Contacting Your Child on the Ex's TimeYour divorce may be just beginning, mid-way completed, or finalized, and you’re sitting at home, all alone one night. You’re unnerved by the silence, and you suddenly feel a sharp pang in your heart. It’s not a heart attack, you’re just missing your child, who is visiting your ex. Ignoring how selfish or lonely you feel, you should feel proud for allowing your child to have a healthy relationship with their other parent.

Ditching the Security Blankets

It’s not just the word “divorce” that creates panic and uncertainty in children’s hearts. The part of divorce that is most worrisome to children is the question of loyalty. Allowing your child to visit with you ex might make your conscience feel better, but it won’t make you miss you child less. So here are some tips on how to keep in touch with your child while they’re in enemy territory, while also being supportive of their relationship with your ex.

Snail Mail will never be outdated to a child! This form of communication should probably be saved for visits that will last at least a week, just to be sure they actually get your letter. Just remember how excited you were when you received mail as a kid. And I rest my case.

Easy Email can also be a good option, if the child is old enough to use the internet. For an older child this option is like graduating from birthday cards with animals on them to cards with sentences that don’t rhyme. But remember to keep the content positive, though.

Call Them Maybe… This option is best for toddlers and young children, who have yet to master the pen and pencil, let alone the crayon. But there is phone etiquette to follow, especially now that your ex has their own phone line.

Don’t Be a Phone-y

Everyone is afraid to call their crush the first time, but picking up the phone to call you ex is even worse. But if you’re desperate enough to hear your child’s voice you’re prepared to do just about anything.  If you want these phone calls to go well and be continued, there are a few rules of etiquette to observe though.

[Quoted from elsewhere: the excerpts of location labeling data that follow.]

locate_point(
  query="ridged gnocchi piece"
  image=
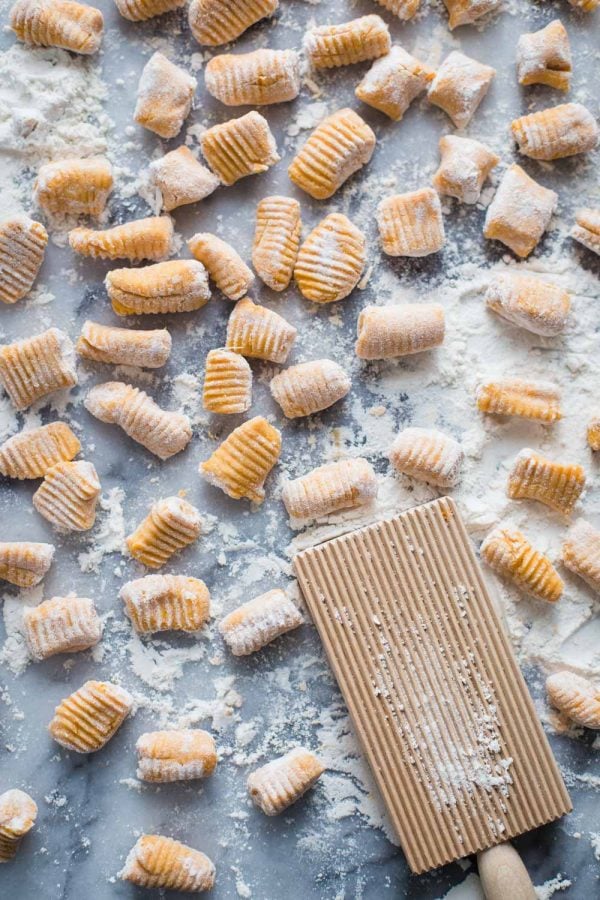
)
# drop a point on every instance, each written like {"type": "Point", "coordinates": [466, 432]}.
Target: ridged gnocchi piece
{"type": "Point", "coordinates": [509, 553]}
{"type": "Point", "coordinates": [331, 260]}
{"type": "Point", "coordinates": [276, 240]}
{"type": "Point", "coordinates": [74, 187]}
{"type": "Point", "coordinates": [427, 455]}
{"type": "Point", "coordinates": [181, 179]}
{"type": "Point", "coordinates": [25, 563]}
{"type": "Point", "coordinates": [411, 224]}
{"type": "Point", "coordinates": [30, 454]}
{"type": "Point", "coordinates": [179, 285]}
{"type": "Point", "coordinates": [277, 785]}
{"type": "Point", "coordinates": [37, 366]}
{"type": "Point", "coordinates": [544, 57]}
{"type": "Point", "coordinates": [524, 300]}
{"type": "Point", "coordinates": [255, 624]}
{"type": "Point", "coordinates": [581, 552]}
{"type": "Point", "coordinates": [344, 484]}
{"type": "Point", "coordinates": [459, 86]}
{"type": "Point", "coordinates": [556, 133]}
{"type": "Point", "coordinates": [576, 697]}
{"type": "Point", "coordinates": [68, 496]}
{"type": "Point", "coordinates": [393, 82]}
{"type": "Point", "coordinates": [150, 238]}
{"type": "Point", "coordinates": [171, 525]}
{"type": "Point", "coordinates": [175, 755]}
{"type": "Point", "coordinates": [164, 98]}
{"type": "Point", "coordinates": [240, 465]}
{"type": "Point", "coordinates": [240, 147]}
{"type": "Point", "coordinates": [160, 862]}
{"type": "Point", "coordinates": [557, 485]}
{"type": "Point", "coordinates": [215, 22]}
{"type": "Point", "coordinates": [223, 263]}
{"type": "Point", "coordinates": [464, 166]}
{"type": "Point", "coordinates": [18, 813]}
{"type": "Point", "coordinates": [386, 332]}
{"type": "Point", "coordinates": [58, 23]}
{"type": "Point", "coordinates": [259, 333]}
{"type": "Point", "coordinates": [227, 383]}
{"type": "Point", "coordinates": [88, 718]}
{"type": "Point", "coordinates": [22, 249]}
{"type": "Point", "coordinates": [341, 145]}
{"type": "Point", "coordinates": [538, 400]}
{"type": "Point", "coordinates": [61, 625]}
{"type": "Point", "coordinates": [160, 431]}
{"type": "Point", "coordinates": [309, 387]}
{"type": "Point", "coordinates": [124, 346]}
{"type": "Point", "coordinates": [520, 212]}
{"type": "Point", "coordinates": [254, 79]}
{"type": "Point", "coordinates": [166, 603]}
{"type": "Point", "coordinates": [330, 46]}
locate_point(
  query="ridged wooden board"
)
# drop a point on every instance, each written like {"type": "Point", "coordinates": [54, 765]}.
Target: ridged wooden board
{"type": "Point", "coordinates": [435, 694]}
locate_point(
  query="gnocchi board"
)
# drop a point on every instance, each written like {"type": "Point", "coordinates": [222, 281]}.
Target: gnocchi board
{"type": "Point", "coordinates": [435, 694]}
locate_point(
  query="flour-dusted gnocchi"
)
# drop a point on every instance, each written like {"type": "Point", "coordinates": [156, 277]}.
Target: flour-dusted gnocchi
{"type": "Point", "coordinates": [150, 238]}
{"type": "Point", "coordinates": [37, 366]}
{"type": "Point", "coordinates": [180, 285]}
{"type": "Point", "coordinates": [171, 525]}
{"type": "Point", "coordinates": [240, 465]}
{"type": "Point", "coordinates": [524, 300]}
{"type": "Point", "coordinates": [18, 813]}
{"type": "Point", "coordinates": [31, 453]}
{"type": "Point", "coordinates": [254, 79]}
{"type": "Point", "coordinates": [557, 485]}
{"type": "Point", "coordinates": [68, 496]}
{"type": "Point", "coordinates": [538, 400]}
{"type": "Point", "coordinates": [276, 240]}
{"type": "Point", "coordinates": [520, 212]}
{"type": "Point", "coordinates": [175, 755]}
{"type": "Point", "coordinates": [309, 387]}
{"type": "Point", "coordinates": [344, 484]}
{"type": "Point", "coordinates": [427, 455]}
{"type": "Point", "coordinates": [74, 187]}
{"type": "Point", "coordinates": [393, 82]}
{"type": "Point", "coordinates": [576, 697]}
{"type": "Point", "coordinates": [464, 166]}
{"type": "Point", "coordinates": [509, 553]}
{"type": "Point", "coordinates": [164, 98]}
{"type": "Point", "coordinates": [87, 719]}
{"type": "Point", "coordinates": [459, 86]}
{"type": "Point", "coordinates": [160, 431]}
{"type": "Point", "coordinates": [544, 57]}
{"type": "Point", "coordinates": [277, 785]}
{"type": "Point", "coordinates": [61, 625]}
{"type": "Point", "coordinates": [215, 22]}
{"type": "Point", "coordinates": [227, 383]}
{"type": "Point", "coordinates": [330, 46]}
{"type": "Point", "coordinates": [240, 147]}
{"type": "Point", "coordinates": [255, 624]}
{"type": "Point", "coordinates": [331, 260]}
{"type": "Point", "coordinates": [25, 563]}
{"type": "Point", "coordinates": [58, 23]}
{"type": "Point", "coordinates": [259, 333]}
{"type": "Point", "coordinates": [411, 224]}
{"type": "Point", "coordinates": [223, 263]}
{"type": "Point", "coordinates": [22, 249]}
{"type": "Point", "coordinates": [124, 346]}
{"type": "Point", "coordinates": [166, 603]}
{"type": "Point", "coordinates": [160, 862]}
{"type": "Point", "coordinates": [341, 145]}
{"type": "Point", "coordinates": [386, 332]}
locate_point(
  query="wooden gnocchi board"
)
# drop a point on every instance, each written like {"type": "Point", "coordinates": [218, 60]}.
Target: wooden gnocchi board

  • Don’t call at disruptive times, like at mealtimes or nap times. It’s recommended to confer with your ex about the best times for a little chat time so you’re not stepping on anyone’s toes, or schedule.
  • Short and sweet is the best way to make these calls. Keeping the calls short leaves no time for the child to ponder if they should feel guilty for leaving you, and keeping the calls happy (even if you’re miserable) lets the child know it’s okay to have fun with their other parent. One phone call no-no is to stress how much you miss them, which will cause your child to feel torn between their parents.
  • Don’t shoot the messenger, and don’t make your child the messenger. If you have something to say to your ex, ask to speak with them directly. After all, you’re a grown up, so don’t hide behind your child.

Children are afraid of hurting one parent’s feelings by showing affection to the other. With this information in mind, make it your priority to encourage and ensure that your child knows it is okay to love both parents equally, even if your ex is a dirty, rotten cheater.